Thursday, September 08, 2005

Mini bio: Robert Neil Mabry

A brief Biography of R. Neil Mabry, to whom this blog is dedicated. This is intentionally very sketchy - I hope to fill in the details in future posts.

Neil was born on May 24, 1902 in St. Elmo in Fayette County, Illinois, to Isaac Paris "Pete" Mabry and Gertie Holben. When he was a young boy, the Mabry family moved to Pana in nearby Christian County. This is where he grew to adulthood.

In 1921 he joined the Army Air Corps as an "aero mechanic". (more posts on this at a later date).

After his discharge from the Army, in 1923, he bought a blacksmith shop west of Decatur in the area called Wyckles or Hank's Corner. By the time of his marriage in 1925, he was manager of the Silver Moon Garage in Decatur (this may actually be the shop in Wyckles).

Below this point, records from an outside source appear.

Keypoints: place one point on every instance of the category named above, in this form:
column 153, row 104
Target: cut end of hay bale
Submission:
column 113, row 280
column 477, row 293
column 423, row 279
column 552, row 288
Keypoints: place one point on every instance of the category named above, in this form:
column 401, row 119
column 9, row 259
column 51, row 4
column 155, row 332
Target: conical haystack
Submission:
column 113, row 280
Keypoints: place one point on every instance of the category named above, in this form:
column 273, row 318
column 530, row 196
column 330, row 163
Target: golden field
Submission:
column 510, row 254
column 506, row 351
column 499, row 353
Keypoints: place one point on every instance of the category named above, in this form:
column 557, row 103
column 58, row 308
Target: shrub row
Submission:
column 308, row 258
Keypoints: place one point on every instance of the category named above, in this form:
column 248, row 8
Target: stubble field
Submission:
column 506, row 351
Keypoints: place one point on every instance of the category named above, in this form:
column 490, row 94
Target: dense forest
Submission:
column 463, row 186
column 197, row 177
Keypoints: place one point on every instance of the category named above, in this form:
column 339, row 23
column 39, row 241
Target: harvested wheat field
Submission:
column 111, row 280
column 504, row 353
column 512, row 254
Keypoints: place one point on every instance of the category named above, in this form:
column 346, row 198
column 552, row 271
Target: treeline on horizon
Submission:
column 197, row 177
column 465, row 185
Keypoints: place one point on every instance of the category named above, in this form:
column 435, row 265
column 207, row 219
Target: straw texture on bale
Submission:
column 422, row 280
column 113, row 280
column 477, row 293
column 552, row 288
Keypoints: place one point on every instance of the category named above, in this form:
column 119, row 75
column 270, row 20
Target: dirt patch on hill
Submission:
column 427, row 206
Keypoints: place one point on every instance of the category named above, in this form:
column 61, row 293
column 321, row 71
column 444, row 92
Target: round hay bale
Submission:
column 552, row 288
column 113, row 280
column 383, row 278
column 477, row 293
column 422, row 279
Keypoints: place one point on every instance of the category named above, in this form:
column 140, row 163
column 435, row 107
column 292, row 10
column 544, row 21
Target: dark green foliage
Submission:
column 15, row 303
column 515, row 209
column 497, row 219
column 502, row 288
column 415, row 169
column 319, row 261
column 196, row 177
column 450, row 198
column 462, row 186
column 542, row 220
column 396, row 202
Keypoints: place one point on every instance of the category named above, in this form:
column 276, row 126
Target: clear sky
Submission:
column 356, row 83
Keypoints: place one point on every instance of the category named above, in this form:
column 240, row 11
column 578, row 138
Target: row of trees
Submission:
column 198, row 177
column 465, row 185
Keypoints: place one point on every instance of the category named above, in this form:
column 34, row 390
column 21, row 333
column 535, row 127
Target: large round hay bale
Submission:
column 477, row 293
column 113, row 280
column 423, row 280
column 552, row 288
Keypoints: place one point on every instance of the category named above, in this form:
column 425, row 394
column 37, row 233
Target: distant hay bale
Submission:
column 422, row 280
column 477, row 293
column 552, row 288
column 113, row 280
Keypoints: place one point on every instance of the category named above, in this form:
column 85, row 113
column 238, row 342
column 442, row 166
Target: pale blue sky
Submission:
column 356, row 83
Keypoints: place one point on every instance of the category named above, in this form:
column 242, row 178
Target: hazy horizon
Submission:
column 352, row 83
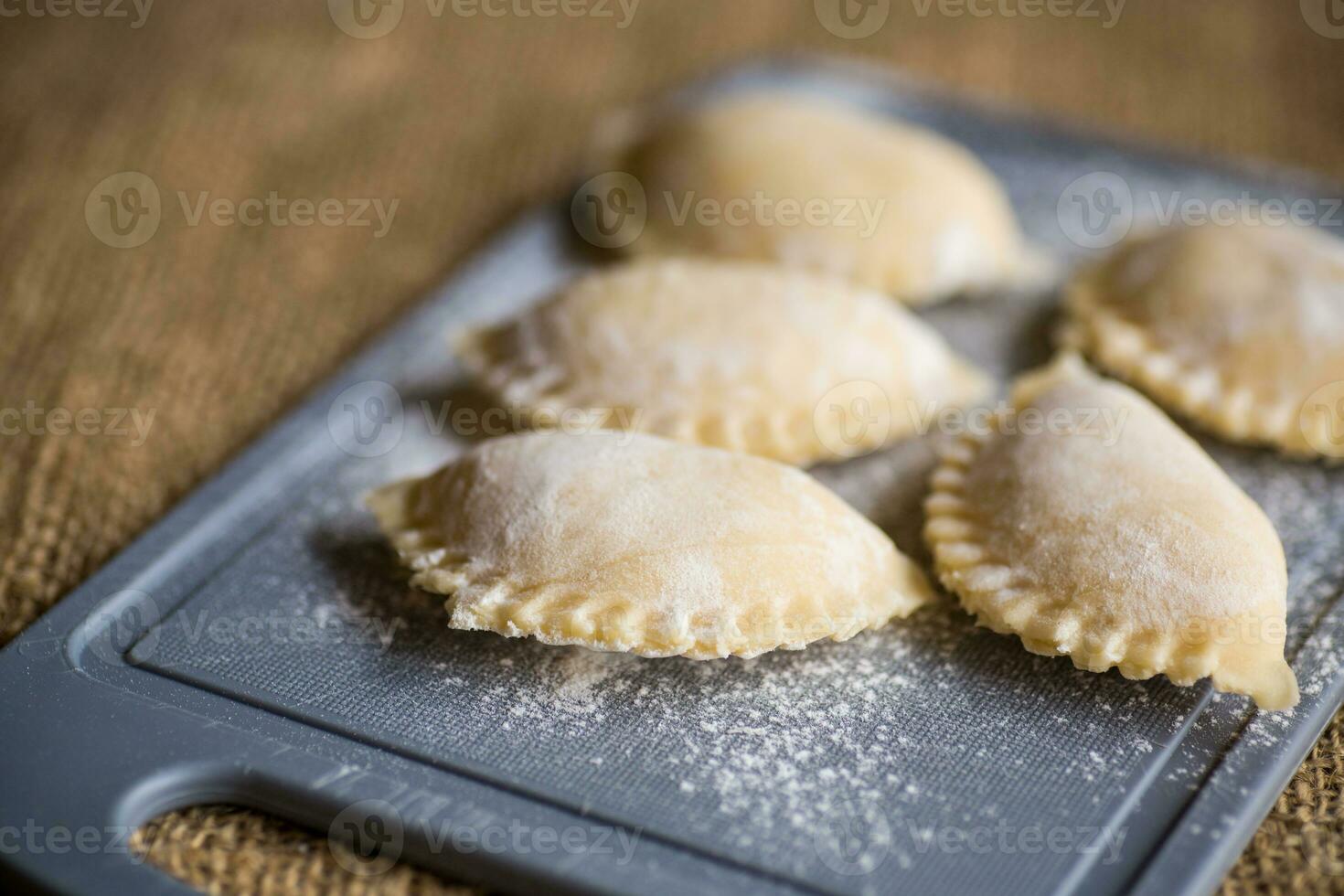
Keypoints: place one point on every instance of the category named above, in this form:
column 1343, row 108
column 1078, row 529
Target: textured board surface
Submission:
column 929, row 756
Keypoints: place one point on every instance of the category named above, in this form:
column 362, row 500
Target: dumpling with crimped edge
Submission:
column 1241, row 328
column 623, row 541
column 1110, row 536
column 735, row 355
column 823, row 186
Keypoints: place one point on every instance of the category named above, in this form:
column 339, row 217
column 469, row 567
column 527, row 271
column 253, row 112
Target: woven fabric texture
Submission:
column 139, row 371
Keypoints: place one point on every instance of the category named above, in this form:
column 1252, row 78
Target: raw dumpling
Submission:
column 821, row 186
column 1087, row 524
column 735, row 355
column 1240, row 328
column 624, row 541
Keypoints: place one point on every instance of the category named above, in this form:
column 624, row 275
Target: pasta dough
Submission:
column 826, row 187
column 1136, row 552
column 623, row 541
column 1237, row 326
column 735, row 355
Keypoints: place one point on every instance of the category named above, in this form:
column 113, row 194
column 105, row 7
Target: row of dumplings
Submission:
column 717, row 361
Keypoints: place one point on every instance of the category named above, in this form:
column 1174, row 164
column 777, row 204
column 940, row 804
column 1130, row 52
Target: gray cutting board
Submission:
column 260, row 646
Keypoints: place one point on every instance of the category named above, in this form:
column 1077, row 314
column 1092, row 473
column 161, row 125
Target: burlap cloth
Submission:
column 464, row 120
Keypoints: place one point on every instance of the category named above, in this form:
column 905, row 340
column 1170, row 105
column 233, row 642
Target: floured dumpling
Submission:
column 808, row 183
column 1237, row 326
column 1087, row 524
column 623, row 541
column 735, row 355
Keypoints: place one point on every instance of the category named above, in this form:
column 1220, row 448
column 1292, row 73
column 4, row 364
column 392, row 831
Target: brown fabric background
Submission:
column 465, row 121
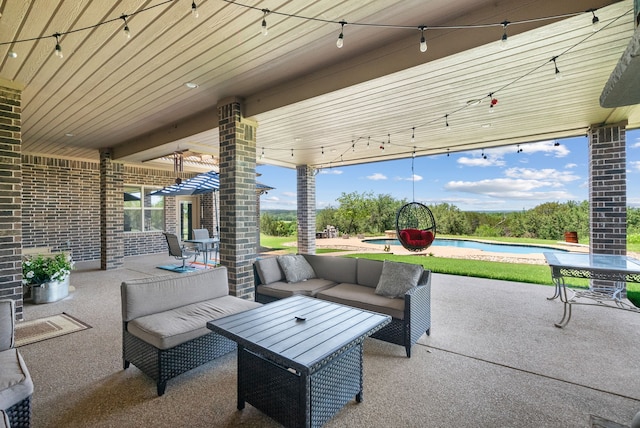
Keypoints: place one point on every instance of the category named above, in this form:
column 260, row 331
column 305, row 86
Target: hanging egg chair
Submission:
column 415, row 226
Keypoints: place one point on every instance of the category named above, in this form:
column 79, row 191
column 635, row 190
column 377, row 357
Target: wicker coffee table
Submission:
column 299, row 359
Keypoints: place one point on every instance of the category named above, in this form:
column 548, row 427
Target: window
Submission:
column 143, row 213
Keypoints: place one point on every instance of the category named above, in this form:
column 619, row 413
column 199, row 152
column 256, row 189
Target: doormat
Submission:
column 179, row 268
column 28, row 332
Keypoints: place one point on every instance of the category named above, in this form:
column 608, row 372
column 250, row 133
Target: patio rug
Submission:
column 28, row 332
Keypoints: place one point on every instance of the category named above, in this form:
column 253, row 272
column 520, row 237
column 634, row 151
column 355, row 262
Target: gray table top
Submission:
column 299, row 332
column 596, row 262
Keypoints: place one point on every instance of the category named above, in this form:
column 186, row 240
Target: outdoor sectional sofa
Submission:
column 164, row 322
column 400, row 290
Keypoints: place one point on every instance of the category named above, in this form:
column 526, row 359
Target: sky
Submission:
column 507, row 180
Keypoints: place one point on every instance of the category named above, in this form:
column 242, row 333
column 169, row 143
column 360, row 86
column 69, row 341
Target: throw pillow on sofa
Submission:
column 269, row 270
column 398, row 278
column 296, row 268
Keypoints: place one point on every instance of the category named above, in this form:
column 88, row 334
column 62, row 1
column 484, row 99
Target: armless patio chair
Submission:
column 179, row 251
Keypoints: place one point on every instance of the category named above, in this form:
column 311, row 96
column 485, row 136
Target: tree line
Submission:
column 373, row 214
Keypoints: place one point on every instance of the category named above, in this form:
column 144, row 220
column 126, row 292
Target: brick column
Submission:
column 238, row 221
column 11, row 195
column 306, row 209
column 111, row 212
column 607, row 192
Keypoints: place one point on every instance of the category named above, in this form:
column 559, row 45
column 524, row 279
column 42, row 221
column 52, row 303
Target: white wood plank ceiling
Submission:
column 308, row 96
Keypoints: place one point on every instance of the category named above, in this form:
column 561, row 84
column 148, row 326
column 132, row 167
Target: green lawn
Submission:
column 519, row 272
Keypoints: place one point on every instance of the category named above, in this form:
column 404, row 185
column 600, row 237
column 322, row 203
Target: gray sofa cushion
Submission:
column 269, row 270
column 282, row 289
column 155, row 294
column 296, row 268
column 15, row 381
column 167, row 329
column 337, row 269
column 368, row 272
column 398, row 278
column 363, row 297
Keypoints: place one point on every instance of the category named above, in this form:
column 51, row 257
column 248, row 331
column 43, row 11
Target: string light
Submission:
column 126, row 31
column 504, row 39
column 340, row 41
column 492, row 103
column 194, row 10
column 595, row 21
column 558, row 76
column 58, row 50
column 264, row 30
column 423, row 40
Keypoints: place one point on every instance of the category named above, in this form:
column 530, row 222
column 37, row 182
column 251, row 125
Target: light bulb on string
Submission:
column 595, row 21
column 504, row 40
column 58, row 50
column 423, row 40
column 194, row 10
column 558, row 75
column 492, row 103
column 340, row 41
column 125, row 30
column 264, row 28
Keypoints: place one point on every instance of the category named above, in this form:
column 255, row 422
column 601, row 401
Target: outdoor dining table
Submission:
column 620, row 269
column 204, row 244
column 300, row 358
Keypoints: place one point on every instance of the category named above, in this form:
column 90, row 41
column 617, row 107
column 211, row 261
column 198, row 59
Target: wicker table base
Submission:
column 300, row 359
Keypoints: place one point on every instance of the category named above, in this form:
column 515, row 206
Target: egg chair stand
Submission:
column 415, row 226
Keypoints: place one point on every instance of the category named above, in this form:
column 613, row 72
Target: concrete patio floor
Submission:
column 494, row 358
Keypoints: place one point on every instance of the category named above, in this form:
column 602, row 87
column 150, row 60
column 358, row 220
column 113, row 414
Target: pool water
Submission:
column 494, row 248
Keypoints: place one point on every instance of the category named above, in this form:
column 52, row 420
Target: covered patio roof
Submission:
column 314, row 103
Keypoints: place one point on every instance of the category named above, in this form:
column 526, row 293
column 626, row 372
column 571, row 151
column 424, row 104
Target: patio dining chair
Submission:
column 207, row 248
column 179, row 251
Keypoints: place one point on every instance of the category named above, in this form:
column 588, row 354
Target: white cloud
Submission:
column 331, row 171
column 377, row 176
column 549, row 175
column 509, row 188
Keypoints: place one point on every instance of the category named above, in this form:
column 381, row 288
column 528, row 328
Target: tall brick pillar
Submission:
column 111, row 212
column 238, row 220
column 607, row 192
column 11, row 195
column 306, row 182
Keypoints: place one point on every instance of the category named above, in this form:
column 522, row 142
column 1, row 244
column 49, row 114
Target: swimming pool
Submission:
column 460, row 243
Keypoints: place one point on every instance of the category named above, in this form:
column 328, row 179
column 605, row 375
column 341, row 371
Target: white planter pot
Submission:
column 50, row 291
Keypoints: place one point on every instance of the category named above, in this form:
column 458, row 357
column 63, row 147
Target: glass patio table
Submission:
column 619, row 269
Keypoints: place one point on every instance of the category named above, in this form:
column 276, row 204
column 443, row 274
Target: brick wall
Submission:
column 10, row 194
column 306, row 180
column 238, row 220
column 61, row 207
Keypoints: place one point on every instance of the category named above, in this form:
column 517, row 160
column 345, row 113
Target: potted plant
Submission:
column 47, row 276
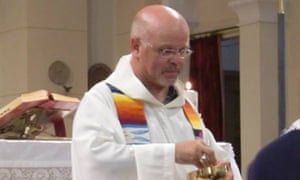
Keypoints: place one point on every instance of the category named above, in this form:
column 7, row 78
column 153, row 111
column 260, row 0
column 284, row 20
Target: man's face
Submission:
column 162, row 62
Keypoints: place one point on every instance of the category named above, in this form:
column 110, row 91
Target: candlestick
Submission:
column 192, row 95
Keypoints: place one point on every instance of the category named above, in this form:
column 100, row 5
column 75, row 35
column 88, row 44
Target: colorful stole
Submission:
column 135, row 126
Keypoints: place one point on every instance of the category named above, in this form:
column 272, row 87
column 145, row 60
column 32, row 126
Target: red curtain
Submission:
column 206, row 78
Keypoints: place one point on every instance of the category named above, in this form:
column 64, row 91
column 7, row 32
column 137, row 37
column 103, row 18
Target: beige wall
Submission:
column 85, row 32
column 35, row 33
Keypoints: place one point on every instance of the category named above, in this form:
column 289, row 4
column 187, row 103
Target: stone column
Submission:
column 258, row 75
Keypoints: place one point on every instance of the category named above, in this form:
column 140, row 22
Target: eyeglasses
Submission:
column 171, row 52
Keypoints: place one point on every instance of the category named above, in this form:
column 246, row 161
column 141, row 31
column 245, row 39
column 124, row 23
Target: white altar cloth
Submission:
column 35, row 160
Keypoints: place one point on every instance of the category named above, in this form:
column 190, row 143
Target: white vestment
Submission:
column 99, row 149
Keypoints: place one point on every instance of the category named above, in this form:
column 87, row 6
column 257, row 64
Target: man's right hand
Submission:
column 190, row 152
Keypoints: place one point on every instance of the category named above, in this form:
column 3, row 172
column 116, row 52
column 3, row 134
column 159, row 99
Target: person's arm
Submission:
column 223, row 154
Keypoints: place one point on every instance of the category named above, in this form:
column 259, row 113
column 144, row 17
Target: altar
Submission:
column 35, row 160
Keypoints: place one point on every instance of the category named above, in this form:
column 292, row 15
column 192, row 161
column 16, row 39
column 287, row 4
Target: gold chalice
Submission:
column 208, row 173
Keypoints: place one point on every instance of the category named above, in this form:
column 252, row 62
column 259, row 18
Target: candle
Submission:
column 192, row 95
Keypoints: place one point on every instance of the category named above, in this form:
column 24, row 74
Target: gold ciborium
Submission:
column 208, row 173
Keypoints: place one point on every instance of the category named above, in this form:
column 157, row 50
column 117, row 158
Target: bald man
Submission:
column 137, row 124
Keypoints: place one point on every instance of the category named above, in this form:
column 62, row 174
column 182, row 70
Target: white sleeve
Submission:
column 223, row 151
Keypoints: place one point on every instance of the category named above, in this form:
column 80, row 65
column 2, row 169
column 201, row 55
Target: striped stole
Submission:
column 133, row 121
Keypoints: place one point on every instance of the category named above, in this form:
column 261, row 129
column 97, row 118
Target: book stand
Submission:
column 33, row 122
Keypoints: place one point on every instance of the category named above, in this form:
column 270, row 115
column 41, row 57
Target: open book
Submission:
column 31, row 113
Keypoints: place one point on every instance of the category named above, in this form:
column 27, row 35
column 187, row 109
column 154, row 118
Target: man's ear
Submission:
column 135, row 44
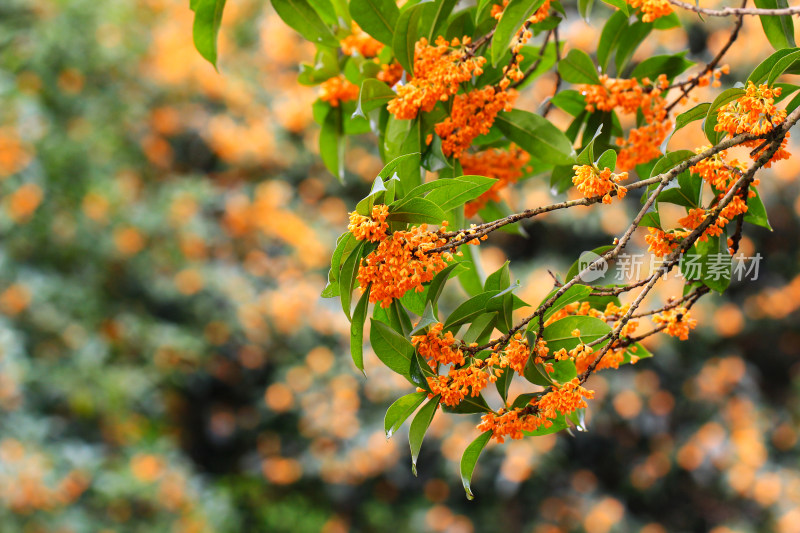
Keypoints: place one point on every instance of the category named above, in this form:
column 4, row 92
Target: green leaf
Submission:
column 698, row 112
column 394, row 350
column 419, row 426
column 613, row 30
column 622, row 5
column 301, row 16
column 376, row 17
column 537, row 136
column 582, row 261
column 608, row 159
column 344, row 244
column 438, row 281
column 708, row 262
column 723, row 98
column 558, row 335
column 207, row 19
column 349, row 273
column 578, row 67
column 416, row 211
column 762, row 71
column 400, row 410
column 781, row 66
column 470, row 457
column 439, row 17
column 357, row 331
column 406, row 36
column 499, row 280
column 331, row 143
column 459, row 191
column 373, row 94
column 468, row 310
column 514, row 16
column 671, row 65
column 629, row 42
column 428, row 318
column 756, row 212
column 576, row 293
column 779, row 30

On November 26, 1925, Neil married Esther Kraus in Columbia, Illinois. They returned to Decatur, where they lived until 1929, when they moved to St. Louis, Missouri.

In St. Louis, Neil helped organize the new airline Transcontinental Air Transport (TAT), which eventually became TWA. He and Esther also ran a small grocery store next to their house, where they lived with their two daughters, Nadine and Jacqueline.

In 1941 Neil went to work for the Civil Aeronautic Adminsitration (now the FAA), inspecting privately owned aircraft, first in Santa Monica, then in Oakland, California. This was short-lived, however. After the Japanese bombed Pearl Harbor in December of that year, Neil was drafted into the Air Force and stationed at Wright Field in Dayton, Ohio. There he supervised a number of men in outfitting bombers to fly overseas. After the war ended in 1946, he was discharged with the rank of Major, and returned to California with his family to his job at the Oakland Airport.

Neil retired in 1966, and continued to live in San Leandro, near Oakland, until his death in 1983. His ashes are interred at Chapel of the Chimes in Hayward, California.